The drug also has immunostimulatory effects.
Acyclovir used intravenously, orally and topically (as a cream or ointment).
When administered acyclovir absorbed only partially (about 20%). The half-life when administered intravenously and administered about 3 hours. Provided mainly kidneys unchanged, partly in the form of a metabolite (9-karboksimetoksimetilguanin). In renal insufficiency significantly increase the half-life (up to 19, 5 hours).
Intravenous acyclovir in infections caused by the herpes simplex virus in patients with compromised immune systems; in severe forms of primary infections of the genital organs in case of infection caused by the herpes simplex virus; infections caused by the herpes zoster virus; for the prevention of infections caused by the herpes simplex virus in patients with severely impaired immune system (with organ transplants, cancer chemotherapy).
Intravenously administered to adults and children over 12 years: 5 mg / kg 3 times a day (every 8 hours); in patients with herpes zoster immune system disorders - 10 mg / kg every 8 hours; Children from 3 months to 12 years - 5 mg / kg (250 mg / m 2 body surface area).

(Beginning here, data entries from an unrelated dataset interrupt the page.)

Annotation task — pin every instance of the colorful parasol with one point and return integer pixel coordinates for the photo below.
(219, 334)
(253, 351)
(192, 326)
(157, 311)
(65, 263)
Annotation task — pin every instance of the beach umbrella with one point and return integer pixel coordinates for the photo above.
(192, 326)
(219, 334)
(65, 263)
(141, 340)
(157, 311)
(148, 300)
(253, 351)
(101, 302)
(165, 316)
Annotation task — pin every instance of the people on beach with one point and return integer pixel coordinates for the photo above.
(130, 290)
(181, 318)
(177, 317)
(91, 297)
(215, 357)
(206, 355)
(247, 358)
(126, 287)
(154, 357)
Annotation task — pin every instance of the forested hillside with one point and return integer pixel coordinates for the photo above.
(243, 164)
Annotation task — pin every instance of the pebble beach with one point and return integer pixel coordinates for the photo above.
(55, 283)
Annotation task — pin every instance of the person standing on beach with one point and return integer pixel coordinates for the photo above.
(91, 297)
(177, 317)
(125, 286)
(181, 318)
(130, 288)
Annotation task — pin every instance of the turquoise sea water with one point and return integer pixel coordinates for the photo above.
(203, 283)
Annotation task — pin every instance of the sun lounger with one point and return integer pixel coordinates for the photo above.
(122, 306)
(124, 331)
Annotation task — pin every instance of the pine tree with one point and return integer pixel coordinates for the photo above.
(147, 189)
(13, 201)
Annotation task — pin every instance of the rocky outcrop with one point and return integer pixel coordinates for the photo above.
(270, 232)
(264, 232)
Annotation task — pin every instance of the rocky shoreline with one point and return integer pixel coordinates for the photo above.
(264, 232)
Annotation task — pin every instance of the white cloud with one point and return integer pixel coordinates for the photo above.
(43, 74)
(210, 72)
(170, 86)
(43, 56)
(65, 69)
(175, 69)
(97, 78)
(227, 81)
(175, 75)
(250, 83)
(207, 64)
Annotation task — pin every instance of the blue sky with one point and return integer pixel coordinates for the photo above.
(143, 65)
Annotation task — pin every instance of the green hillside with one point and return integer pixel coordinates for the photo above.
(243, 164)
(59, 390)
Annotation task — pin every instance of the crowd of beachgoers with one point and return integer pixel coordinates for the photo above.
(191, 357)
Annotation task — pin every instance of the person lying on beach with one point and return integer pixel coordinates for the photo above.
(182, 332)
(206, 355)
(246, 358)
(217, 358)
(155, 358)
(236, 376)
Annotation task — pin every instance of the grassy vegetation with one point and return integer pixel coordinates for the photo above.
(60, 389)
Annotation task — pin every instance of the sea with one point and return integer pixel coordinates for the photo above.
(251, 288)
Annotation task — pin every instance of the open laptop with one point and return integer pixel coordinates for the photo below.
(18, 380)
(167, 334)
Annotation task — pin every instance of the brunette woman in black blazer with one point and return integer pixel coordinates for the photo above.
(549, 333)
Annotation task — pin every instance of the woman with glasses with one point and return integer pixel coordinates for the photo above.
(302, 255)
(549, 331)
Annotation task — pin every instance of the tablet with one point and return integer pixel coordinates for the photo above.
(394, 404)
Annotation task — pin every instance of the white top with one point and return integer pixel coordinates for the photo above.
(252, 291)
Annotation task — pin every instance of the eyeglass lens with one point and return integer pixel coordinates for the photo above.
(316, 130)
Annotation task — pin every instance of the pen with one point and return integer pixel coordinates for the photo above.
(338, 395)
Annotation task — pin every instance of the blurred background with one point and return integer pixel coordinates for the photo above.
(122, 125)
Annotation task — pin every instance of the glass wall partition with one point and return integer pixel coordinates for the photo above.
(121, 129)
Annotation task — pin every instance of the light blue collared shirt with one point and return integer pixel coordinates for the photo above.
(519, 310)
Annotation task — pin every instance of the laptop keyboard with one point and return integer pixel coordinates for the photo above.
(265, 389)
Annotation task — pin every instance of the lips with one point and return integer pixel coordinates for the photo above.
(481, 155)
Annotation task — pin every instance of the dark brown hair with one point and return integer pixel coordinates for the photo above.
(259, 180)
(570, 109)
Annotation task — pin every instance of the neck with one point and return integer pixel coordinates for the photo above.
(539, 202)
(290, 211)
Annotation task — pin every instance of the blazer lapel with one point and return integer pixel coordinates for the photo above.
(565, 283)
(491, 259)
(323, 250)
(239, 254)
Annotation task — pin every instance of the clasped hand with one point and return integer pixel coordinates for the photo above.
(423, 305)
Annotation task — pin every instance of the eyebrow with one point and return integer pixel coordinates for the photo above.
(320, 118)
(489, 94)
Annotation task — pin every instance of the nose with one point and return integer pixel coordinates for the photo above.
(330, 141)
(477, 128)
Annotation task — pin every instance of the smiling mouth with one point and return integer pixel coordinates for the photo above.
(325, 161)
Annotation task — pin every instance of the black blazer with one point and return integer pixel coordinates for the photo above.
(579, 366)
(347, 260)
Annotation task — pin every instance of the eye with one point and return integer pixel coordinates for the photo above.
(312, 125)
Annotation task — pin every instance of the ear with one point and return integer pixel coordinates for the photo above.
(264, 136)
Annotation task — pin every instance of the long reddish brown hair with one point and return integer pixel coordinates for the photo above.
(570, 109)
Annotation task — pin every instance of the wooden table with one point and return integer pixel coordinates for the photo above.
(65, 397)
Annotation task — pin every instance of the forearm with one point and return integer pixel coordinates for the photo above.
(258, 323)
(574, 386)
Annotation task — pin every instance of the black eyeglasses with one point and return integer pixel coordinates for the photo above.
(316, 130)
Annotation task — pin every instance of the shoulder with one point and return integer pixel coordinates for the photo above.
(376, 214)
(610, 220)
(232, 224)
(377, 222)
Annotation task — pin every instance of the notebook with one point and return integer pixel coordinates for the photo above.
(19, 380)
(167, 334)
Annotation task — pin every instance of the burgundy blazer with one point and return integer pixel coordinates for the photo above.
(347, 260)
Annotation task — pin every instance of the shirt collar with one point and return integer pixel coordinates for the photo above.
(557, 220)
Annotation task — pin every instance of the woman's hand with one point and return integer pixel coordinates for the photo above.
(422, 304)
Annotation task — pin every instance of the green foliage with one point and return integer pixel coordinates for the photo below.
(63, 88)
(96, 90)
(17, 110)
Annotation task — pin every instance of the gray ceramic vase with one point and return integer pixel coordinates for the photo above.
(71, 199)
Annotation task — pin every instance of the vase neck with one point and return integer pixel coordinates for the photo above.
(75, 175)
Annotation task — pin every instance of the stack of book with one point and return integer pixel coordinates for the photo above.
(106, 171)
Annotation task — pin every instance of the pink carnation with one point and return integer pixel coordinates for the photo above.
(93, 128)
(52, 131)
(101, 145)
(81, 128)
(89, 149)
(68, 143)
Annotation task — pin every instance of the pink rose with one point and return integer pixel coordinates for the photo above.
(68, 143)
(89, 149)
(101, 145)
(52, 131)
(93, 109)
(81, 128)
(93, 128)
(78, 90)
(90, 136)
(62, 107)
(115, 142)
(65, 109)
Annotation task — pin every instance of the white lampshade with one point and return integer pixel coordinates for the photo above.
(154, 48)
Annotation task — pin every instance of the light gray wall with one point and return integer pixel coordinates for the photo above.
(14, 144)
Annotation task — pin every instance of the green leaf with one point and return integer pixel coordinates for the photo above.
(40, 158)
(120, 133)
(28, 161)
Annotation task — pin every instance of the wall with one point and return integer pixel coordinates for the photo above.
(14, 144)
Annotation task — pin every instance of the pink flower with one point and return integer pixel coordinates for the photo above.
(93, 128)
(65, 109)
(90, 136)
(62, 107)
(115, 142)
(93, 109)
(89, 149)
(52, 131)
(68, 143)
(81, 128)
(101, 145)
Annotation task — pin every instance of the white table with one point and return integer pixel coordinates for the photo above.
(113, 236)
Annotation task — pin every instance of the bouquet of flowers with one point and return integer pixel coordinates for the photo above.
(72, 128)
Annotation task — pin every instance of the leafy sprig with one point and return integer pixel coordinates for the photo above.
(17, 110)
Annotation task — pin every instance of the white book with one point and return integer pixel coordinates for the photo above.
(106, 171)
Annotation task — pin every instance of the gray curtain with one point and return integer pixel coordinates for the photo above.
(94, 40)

In violation of renal excretory function and elderly persons, reduce the dose (based on creatinine clearance).
For intravenous administration, the contents of 1 vial with acyclovir (250 mg) is diluted in 10 ml of isotonic sodium chloride solution or a special solvent. The solution can be administered by injection slowly (within an hour) or applied dropwise to the resulting solution (25 mg in 1 ml) was diluted further in 50 ml of a solvent [or the contents of two vials (500 mg) of acyclovir is diluted in 100 ml of solvent].